Look, you don't have to take out a second mortgage to buy a good bottle of rum and to be honest some of the higher priced rums that have been recommended in this and other threads are good rums but how refined are your tastes for rum. If you're new to rum then you're probably not going to really be able to taste the difference between a good Barbados rum like Cockspur 5 Star (around $18 in my area) and some of those other rums that cost over $35 per bottle. The other thing is how are you going to drink it. 

If you are going to drink it neat or on the rocks with no mixer, then spend a little more and get something smoother and with more character. I like Pyrate rum myself. If you are going to mix it with fruit juice or cola or make a mojito, then buy Cruzan it is one of the better mixing rums and personally I don't like Bacardi.

And, before anyone starts blasting me about not buying the high end rums, I base my opinion on the fact that he's not a rum drinker. To me its sort of like giving a first time cigar smoker a Graycliff Chateau Gran Cru and expecting him to tell the difference between that and a Fuente Curly head.


----------



## JohnnyFlake (May 31, 2006)

Hey Bro,

Enough with the kid stuff! Spend a few extra bucks and drink some really good chit, what the hell, you’re the one drinking it!

*** these are exceptional and also best buys!

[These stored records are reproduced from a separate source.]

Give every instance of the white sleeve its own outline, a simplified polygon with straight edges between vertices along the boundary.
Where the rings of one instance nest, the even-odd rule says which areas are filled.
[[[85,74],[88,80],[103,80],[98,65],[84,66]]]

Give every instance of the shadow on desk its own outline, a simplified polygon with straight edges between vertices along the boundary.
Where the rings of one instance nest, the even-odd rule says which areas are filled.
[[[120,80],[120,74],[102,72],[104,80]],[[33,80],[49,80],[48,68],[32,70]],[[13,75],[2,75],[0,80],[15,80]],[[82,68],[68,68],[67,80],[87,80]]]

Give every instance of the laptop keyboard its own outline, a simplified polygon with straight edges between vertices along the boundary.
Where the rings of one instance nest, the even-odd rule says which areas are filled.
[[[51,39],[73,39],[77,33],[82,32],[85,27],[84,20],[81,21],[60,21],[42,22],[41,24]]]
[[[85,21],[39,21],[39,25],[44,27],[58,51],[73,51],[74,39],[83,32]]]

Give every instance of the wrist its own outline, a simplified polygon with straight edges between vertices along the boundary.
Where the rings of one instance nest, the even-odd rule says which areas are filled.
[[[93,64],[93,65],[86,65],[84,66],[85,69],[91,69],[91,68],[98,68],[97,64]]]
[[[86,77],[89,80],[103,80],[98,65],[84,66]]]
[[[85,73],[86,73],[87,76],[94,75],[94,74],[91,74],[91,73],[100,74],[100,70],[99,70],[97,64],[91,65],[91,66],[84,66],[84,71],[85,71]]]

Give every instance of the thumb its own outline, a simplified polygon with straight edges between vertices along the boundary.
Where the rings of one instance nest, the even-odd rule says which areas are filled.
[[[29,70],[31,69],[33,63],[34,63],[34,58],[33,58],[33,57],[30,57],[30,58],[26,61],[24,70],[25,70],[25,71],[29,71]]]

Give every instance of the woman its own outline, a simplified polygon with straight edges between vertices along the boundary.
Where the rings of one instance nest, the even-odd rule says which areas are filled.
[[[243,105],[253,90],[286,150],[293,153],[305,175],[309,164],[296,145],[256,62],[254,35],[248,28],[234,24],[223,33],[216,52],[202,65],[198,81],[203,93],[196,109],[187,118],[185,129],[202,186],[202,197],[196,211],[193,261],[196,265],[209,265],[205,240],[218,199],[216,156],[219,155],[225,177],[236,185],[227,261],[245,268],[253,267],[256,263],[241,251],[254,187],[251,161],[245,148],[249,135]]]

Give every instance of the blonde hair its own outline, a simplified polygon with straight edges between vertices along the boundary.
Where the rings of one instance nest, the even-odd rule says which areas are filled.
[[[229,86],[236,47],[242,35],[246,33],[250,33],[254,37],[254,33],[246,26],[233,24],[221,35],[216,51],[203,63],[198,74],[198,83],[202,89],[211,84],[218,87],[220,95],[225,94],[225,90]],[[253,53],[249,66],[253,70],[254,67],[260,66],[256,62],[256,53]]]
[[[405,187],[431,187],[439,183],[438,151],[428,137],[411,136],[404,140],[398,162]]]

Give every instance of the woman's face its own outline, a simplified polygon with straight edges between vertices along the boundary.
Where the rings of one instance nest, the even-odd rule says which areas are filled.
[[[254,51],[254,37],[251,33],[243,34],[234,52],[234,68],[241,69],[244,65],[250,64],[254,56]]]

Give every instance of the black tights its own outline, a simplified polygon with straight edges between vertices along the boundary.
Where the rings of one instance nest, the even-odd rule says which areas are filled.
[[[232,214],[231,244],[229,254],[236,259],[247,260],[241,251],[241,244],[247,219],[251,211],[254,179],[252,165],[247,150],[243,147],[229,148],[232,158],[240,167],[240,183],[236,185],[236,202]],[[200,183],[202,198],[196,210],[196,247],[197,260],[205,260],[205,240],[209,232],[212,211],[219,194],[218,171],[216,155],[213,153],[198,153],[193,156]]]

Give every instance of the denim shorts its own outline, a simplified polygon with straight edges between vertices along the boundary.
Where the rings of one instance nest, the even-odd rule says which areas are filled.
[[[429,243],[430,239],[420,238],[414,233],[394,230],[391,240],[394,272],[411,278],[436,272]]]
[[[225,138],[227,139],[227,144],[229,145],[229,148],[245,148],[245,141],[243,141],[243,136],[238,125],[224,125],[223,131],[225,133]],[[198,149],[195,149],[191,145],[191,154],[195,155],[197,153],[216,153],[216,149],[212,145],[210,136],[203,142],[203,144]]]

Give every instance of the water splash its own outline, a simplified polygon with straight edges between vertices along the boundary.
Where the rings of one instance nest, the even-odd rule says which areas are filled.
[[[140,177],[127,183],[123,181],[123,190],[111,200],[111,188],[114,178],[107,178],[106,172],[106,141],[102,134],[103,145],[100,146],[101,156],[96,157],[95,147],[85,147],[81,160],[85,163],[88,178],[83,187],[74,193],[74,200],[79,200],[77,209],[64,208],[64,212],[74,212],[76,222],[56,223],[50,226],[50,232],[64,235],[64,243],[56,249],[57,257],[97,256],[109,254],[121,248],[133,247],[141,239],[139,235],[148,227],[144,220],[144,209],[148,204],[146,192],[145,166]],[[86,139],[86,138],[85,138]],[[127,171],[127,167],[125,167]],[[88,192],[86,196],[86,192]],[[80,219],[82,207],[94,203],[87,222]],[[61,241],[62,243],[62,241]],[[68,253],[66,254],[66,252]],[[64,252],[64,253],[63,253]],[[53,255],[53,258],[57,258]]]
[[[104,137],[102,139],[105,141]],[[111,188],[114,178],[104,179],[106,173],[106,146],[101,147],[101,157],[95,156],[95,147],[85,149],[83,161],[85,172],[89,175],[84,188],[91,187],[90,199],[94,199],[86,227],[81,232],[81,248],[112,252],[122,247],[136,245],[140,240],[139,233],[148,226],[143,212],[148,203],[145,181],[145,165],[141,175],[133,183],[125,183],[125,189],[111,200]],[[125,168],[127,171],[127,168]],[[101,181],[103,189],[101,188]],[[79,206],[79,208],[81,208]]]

Banbancourt 15yo Old Estate Reserve - Haiti
Appleton Estate 12yo - Jamaica 
Ron Botran Anejo – Guatemala ***
Cockspur 8yo VSOR – Barbados ***
Pampero Ro Anejo Anniversario – Venezuela ***
Mount Gay Extra Old Barbados ***
:all


----------



## Smoked (Apr 12, 2007)

I drink the rum with one ice cube made from spring water just like I do my scotch. I don't really like mixed drinks very much. I still have the zaya but I will probably have a glass tonight. For me rum is something that I will drink when I want something sweet. If there are cheaper rums that are also good neat I will be more than happy to go out and get some.


----------



## Mark C (Sep 19, 2007)

My take on cheap 'starter rums':

If you can find it, try Traveller's One Barrel. It's not the best rum I've ever had, but at $11/bottle it's a fantastic value, on par with most that cost two or three times that amount. This site will tell you where to shop: http://www.onebarrelrum.com/

Cruzan Single Barrel Estate. It's $25 at my local liquor store, easy to find, and easy to drink. That was what got me started.

If you can find another bill, get the Pampero at $35, it doesn't get much better than that.

None of those are as sweet as Zaya (from what I've heard), the sweeter rums tend to cost a little more (Pyrat, Ron Zacapa, etc.), but you'll probably find them all at least somewhat 'sweet' compared to your scotch.


----------